12.5. Before the title has passed to the customer, the customer must neither pledge the delivered goods nor assign them by way of security. In the case of attachments or seizures or other dispositions by third parties, the customer shall be obliged to inform us accordingly as soon as possible and to provide us with all information and documents that are necessary for the safeguarding of our interests. Our property must be identified vis-á-vis law enforcement officers or third parties.

12.6. We shall bind ourselves to release the securities due to us upon request of the customer insofar as the value exceeds the claims to be secured, as far as these claims have not yet been settled, by more than 20%.

12.7. The enforcement of our rights arising from the reservation of title shall not release the customer from his contractual obligations. The value of the goods at the time they are taken back shall only be deducted from the existing claim against the customer.

 

13.      Terms of payment

13.1. Our invoices shall be immediately due within the stipulated period allowed for payment. 

13.2. If not expressly agreed otherwise, all payments shall be made in Euro. All payments shall be made without any kind of deduction and free of charges for us. 

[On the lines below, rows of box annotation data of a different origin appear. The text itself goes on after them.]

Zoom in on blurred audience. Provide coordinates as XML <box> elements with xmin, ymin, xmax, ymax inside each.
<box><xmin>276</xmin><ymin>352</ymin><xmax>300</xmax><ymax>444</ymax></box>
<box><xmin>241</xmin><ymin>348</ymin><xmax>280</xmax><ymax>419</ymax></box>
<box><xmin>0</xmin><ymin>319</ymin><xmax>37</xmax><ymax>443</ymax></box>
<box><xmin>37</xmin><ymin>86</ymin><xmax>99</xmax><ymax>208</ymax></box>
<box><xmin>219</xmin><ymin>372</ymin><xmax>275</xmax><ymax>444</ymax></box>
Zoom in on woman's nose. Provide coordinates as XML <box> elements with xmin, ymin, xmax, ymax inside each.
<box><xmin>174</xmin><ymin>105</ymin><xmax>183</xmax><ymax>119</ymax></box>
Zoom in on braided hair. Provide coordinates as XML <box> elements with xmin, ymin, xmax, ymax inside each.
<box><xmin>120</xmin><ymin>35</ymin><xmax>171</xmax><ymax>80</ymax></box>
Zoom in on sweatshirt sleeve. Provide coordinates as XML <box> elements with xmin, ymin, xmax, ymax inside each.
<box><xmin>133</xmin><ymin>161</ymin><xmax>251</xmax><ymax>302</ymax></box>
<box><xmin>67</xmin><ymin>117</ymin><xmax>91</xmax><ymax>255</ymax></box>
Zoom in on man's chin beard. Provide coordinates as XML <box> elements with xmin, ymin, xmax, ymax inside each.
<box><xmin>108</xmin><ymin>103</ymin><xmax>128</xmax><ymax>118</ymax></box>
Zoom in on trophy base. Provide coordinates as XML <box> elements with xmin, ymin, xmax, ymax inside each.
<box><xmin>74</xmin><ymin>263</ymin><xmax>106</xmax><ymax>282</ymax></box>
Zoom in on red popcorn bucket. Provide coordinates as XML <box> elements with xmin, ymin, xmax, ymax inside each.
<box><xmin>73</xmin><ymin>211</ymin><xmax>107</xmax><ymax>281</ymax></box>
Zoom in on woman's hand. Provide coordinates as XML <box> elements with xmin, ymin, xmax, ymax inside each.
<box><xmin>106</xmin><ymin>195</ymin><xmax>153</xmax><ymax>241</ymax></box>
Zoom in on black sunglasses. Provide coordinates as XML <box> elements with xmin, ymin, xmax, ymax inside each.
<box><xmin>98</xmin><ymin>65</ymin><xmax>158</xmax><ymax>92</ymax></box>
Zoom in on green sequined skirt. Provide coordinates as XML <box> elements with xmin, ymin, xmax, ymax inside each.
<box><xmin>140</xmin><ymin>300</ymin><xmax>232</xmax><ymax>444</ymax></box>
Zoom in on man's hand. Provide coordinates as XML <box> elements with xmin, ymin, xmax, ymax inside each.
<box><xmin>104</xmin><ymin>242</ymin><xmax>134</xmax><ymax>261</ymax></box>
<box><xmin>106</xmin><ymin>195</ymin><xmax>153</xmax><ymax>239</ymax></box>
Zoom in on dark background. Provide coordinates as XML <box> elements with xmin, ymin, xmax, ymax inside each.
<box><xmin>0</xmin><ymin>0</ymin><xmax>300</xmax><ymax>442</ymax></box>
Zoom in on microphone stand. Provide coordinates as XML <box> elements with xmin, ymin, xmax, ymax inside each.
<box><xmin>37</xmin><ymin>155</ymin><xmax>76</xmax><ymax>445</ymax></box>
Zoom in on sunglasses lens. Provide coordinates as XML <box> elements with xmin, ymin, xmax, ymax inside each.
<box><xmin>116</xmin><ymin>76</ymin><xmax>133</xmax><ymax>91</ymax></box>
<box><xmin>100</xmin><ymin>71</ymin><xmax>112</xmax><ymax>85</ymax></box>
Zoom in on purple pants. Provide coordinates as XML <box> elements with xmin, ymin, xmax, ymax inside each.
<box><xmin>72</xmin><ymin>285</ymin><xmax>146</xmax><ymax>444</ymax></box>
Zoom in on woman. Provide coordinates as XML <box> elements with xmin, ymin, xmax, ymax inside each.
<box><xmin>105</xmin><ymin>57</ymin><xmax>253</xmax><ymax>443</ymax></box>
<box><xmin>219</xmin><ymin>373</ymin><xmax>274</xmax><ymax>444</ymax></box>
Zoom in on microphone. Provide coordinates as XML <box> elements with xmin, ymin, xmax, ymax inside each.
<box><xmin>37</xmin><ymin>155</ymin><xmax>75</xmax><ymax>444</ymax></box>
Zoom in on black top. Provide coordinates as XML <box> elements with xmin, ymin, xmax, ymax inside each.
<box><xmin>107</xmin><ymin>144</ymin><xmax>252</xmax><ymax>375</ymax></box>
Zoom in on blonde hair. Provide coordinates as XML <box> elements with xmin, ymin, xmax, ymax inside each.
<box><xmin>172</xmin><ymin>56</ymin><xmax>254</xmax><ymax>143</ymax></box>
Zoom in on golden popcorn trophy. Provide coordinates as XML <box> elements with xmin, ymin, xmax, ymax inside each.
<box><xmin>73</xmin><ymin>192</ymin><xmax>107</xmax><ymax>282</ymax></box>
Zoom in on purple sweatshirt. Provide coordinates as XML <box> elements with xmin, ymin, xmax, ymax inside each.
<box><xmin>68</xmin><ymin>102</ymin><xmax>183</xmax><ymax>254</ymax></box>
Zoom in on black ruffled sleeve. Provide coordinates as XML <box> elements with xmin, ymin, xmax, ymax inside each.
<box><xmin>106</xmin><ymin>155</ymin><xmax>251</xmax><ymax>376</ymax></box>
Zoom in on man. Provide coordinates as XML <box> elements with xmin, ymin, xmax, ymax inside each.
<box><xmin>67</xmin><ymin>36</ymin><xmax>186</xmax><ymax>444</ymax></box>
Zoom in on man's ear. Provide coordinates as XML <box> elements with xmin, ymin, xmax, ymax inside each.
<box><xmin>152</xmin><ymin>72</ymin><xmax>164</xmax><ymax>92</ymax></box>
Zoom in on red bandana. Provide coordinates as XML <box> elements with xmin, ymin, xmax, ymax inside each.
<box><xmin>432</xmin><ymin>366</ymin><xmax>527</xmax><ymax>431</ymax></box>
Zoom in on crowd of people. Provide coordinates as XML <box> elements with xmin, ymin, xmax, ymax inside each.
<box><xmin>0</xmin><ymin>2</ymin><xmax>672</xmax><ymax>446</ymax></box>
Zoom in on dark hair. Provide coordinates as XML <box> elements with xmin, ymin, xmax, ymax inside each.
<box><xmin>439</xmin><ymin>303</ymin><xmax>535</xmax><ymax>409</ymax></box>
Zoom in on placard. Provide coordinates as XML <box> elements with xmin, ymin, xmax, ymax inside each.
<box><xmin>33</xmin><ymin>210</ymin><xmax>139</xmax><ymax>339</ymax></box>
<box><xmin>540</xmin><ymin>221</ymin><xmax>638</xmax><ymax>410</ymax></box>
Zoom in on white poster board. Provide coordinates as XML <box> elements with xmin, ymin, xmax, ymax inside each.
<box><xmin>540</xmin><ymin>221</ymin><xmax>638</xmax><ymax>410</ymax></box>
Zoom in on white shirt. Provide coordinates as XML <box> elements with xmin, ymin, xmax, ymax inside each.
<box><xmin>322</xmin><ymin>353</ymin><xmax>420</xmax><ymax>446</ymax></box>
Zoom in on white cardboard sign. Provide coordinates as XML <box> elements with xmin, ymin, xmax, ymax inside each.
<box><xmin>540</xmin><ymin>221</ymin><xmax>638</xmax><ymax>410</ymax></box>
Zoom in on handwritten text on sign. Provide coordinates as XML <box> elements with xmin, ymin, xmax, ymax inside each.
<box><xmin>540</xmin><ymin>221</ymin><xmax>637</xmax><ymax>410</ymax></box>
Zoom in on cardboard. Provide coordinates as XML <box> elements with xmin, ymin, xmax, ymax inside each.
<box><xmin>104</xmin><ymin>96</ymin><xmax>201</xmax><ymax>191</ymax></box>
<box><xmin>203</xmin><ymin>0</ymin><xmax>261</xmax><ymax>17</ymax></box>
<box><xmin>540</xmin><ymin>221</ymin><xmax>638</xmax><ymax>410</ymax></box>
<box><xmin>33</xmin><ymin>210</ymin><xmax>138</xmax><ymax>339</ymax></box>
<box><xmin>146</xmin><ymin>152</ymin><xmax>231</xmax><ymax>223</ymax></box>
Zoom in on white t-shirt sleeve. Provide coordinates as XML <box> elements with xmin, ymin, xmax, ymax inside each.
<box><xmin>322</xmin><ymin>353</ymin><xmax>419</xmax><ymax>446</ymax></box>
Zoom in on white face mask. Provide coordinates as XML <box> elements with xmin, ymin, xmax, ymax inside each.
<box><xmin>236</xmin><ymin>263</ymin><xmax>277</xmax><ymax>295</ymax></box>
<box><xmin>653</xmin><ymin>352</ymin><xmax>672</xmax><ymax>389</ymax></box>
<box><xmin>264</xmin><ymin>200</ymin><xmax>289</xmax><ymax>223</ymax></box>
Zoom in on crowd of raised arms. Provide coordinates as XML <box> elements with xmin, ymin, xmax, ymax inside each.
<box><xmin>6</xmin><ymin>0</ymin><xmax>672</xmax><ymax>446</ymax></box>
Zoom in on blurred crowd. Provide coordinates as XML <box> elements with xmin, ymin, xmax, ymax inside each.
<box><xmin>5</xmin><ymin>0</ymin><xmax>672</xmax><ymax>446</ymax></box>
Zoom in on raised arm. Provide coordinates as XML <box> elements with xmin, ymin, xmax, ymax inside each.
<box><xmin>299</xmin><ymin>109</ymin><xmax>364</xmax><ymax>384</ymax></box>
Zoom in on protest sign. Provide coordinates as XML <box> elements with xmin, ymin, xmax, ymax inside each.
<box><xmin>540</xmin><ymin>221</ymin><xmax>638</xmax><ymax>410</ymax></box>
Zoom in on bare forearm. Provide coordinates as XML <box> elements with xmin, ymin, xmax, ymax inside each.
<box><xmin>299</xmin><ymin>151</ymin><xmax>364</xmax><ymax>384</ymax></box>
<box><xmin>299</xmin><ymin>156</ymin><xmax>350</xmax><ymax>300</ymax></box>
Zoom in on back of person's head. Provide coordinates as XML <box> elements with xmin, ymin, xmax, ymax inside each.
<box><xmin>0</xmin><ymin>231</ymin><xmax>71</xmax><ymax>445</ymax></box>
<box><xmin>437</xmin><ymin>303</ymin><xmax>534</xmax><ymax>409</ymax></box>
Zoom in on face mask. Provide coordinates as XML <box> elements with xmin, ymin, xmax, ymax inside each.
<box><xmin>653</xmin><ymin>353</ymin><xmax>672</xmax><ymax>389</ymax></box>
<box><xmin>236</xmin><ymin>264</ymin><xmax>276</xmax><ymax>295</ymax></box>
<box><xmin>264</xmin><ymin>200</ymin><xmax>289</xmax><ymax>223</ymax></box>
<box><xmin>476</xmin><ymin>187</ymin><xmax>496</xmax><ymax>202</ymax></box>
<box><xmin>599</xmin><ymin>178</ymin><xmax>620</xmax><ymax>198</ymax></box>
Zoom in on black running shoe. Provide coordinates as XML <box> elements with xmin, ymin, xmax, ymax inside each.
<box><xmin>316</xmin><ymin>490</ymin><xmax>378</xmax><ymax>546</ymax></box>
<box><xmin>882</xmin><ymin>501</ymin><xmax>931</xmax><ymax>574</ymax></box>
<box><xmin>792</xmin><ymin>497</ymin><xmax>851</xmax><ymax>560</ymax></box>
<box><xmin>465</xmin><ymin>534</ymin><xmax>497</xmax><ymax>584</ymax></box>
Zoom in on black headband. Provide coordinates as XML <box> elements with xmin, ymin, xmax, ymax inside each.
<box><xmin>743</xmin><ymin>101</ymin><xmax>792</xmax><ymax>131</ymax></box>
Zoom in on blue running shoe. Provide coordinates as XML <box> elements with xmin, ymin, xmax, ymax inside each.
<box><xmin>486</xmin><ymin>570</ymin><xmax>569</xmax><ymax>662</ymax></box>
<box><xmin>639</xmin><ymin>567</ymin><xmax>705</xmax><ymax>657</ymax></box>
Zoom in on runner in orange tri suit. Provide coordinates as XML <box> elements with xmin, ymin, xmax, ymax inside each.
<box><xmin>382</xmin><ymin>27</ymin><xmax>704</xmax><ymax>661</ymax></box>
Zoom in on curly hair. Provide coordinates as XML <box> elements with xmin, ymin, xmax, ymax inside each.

13.3. We shall charge default interest of 8% p. a. above the basic interest rate of the German Federal Bank. This interest shall be increased if we can prove a burden with a higher interest rate.

13.4. It shall be not admissible to withhold payments because of any counterclaims of the customer which were neither accepted by us nor have become res judicata; an offsetting against such counterclaims shall not be admissible either.

13.5. If a delivery takes place in instalments, the purchase price shall be due upon each delivery.

13.6. All claims against the customer shall become immediately due if the customer defaults in fulfilment of one or more obligations, if the customer culpably does not comply with other essential obligations under the contract or if we take notice of circumstances which are suited to reduce the creditworthiness of the customer, particularly, among others, cessation of payments, pendency of a settlement or insolvency. In such cases, we shall have the right to retain still pending deliveries or execute such deliveries only against advance payment or security.

 

14.      Place of performance and jurisdiction

Insofar as the customer is entrepreneur or legal person under public law or a special fund under public law,  Berlin as the seat of our company shall be  the exclusive place of arbitral jurisdiction for all disputes arising directly or indirectly from the contractual relationship. All obligations under the contractual relationship shall be performed at the seat of our company.

 

15.      Other provisions

15.1. The law of the Federal Republic of Germany shall apply.

15.2. For any transfer of the customer's rights and obligations under the contract concluded with us to take effect, our written consent shall be required.

15.3. If any provision is or becomes void, the validity of the other provisions shall not be affected.